Hello and thank you!

My response to my colleague C.C. (An Email from Ohio):

Hello Colleague**,

Sorry, I saw your email when I was doing my weekly spam clean up, it got mixed up there for awhile. Don't worry, my computer will recognize your email from now on.

Thank you for the kind words. I can see just by reading from your email that you are very passionate with what you do. The mere fact that you reached out to me and to other teachers for supports, and that you came across my blog while researching/ surfing the internet for ways how to make it work for your students, speak of how determined you are to succeed so you can better maximize their potential.

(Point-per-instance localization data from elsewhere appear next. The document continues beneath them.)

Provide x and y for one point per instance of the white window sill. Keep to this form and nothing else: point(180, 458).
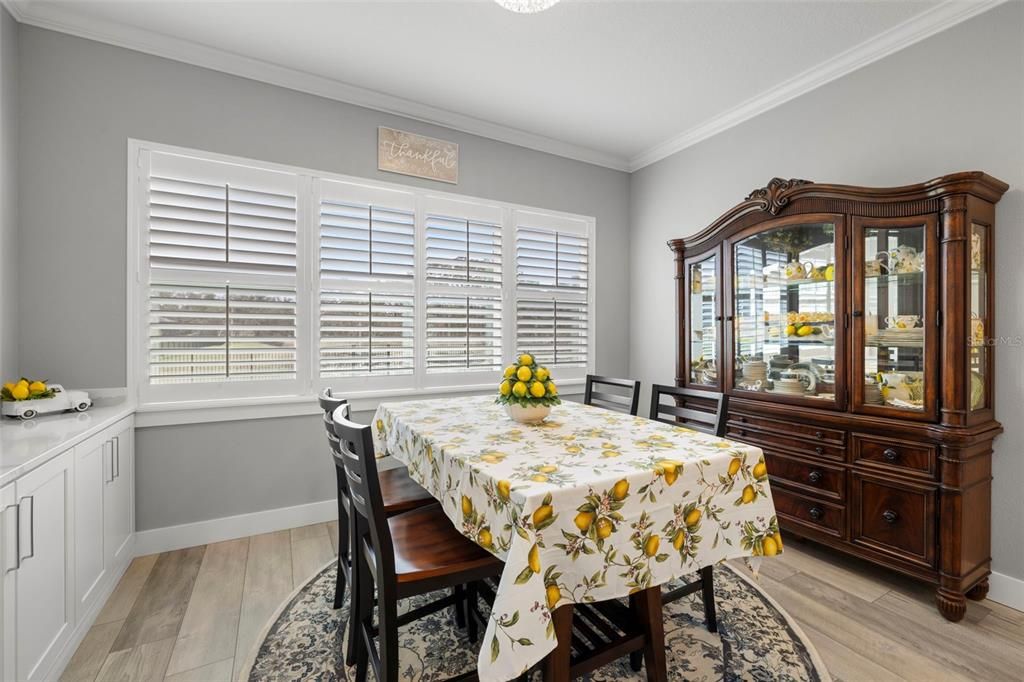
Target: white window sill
point(229, 410)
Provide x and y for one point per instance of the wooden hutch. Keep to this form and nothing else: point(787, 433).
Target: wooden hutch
point(852, 329)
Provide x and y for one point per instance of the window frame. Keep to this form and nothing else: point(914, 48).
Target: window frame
point(248, 399)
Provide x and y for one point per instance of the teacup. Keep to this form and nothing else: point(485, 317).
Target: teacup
point(902, 322)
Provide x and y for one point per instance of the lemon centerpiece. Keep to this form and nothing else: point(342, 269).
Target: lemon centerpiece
point(527, 390)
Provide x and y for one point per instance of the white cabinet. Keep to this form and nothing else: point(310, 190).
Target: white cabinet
point(119, 503)
point(66, 538)
point(8, 563)
point(44, 604)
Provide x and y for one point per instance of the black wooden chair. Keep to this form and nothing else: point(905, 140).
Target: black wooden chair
point(617, 394)
point(403, 555)
point(700, 411)
point(399, 494)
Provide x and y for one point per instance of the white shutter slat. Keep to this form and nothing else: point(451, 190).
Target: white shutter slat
point(366, 334)
point(463, 333)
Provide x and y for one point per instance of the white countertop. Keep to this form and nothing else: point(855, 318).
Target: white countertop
point(25, 445)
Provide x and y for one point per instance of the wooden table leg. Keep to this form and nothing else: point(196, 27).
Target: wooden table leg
point(647, 605)
point(558, 663)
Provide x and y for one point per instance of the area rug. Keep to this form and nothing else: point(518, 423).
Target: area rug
point(757, 640)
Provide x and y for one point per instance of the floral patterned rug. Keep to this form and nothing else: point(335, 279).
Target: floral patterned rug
point(757, 640)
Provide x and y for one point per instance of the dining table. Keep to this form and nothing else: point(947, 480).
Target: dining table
point(589, 505)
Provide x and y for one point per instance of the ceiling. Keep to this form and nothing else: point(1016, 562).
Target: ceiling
point(612, 82)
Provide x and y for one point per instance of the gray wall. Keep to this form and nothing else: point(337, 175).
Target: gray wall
point(8, 196)
point(952, 102)
point(81, 100)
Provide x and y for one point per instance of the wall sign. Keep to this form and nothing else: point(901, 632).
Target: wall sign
point(409, 154)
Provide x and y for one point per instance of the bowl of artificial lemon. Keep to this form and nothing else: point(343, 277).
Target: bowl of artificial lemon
point(527, 391)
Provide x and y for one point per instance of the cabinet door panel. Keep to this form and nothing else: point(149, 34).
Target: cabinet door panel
point(118, 502)
point(895, 356)
point(91, 477)
point(44, 601)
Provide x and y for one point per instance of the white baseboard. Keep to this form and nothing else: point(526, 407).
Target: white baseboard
point(1007, 590)
point(230, 527)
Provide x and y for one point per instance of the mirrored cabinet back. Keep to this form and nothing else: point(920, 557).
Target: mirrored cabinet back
point(853, 330)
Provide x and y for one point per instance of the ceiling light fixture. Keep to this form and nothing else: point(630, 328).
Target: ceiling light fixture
point(526, 6)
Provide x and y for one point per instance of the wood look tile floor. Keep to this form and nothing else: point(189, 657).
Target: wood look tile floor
point(196, 613)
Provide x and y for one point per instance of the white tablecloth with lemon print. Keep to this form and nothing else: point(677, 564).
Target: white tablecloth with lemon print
point(591, 505)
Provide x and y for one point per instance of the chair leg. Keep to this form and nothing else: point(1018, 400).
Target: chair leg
point(459, 592)
point(471, 626)
point(387, 614)
point(558, 663)
point(356, 573)
point(708, 590)
point(647, 604)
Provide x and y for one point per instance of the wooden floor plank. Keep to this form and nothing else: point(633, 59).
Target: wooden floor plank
point(119, 605)
point(158, 611)
point(268, 582)
point(140, 664)
point(91, 653)
point(219, 671)
point(209, 629)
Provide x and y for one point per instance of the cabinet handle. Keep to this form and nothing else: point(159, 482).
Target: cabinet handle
point(17, 537)
point(32, 528)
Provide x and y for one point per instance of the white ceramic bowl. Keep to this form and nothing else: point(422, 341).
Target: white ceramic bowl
point(531, 415)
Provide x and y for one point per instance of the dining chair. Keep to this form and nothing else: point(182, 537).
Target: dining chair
point(617, 394)
point(706, 412)
point(398, 492)
point(402, 555)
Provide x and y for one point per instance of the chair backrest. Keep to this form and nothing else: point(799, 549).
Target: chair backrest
point(617, 394)
point(355, 455)
point(697, 410)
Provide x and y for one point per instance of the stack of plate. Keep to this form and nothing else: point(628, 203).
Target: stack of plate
point(872, 394)
point(756, 371)
point(790, 386)
point(897, 337)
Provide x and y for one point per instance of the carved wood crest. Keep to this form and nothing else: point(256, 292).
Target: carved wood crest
point(774, 196)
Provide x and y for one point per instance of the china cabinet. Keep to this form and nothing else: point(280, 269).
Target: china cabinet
point(852, 328)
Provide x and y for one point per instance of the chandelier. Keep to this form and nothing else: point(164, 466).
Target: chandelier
point(526, 6)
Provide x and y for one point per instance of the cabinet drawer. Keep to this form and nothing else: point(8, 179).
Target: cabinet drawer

Despite our distance we are on the same train; as individuals we are living parallel lives. I am also a mom of two kids, very active in professional communities, trying my best to be a great special education teacher.

Though I may seem so relaxed and comfortable with what I do as a classroom teacher on my blog, I am facing exactly the same issues as other special education teachers/ inclusion specialists across the nation: effectively dealing with discipline problems, dealing with difficult classroom, dealing with difficult co workers, planning effectively, managing time wisely, remaining calm and professional in the face of unnerving situtations, utilizing most effective teaching strategies, accomodating individual differences of my students, engaging students in critical thinking, overwhelmingly larger case loads, very challenging multi-categorical/ mixed disability classrooms, lack of assistive resources to accomodate our kids, list goes on...I try to stay focused on my goals for my kids. I make sure that at the end of the day they have produced something concrete that is aligned to the standards of learning. It is important for me that at the end of the week at least 80% of my students have mastered the standards. It's easy to get drowned in gossips, issues, and politics going around the corridors of the school buildings but I always remind myself that we are here in this job for the kids. In fact, these are the same challenges that remain common for many seasoned teachers throughout their careers.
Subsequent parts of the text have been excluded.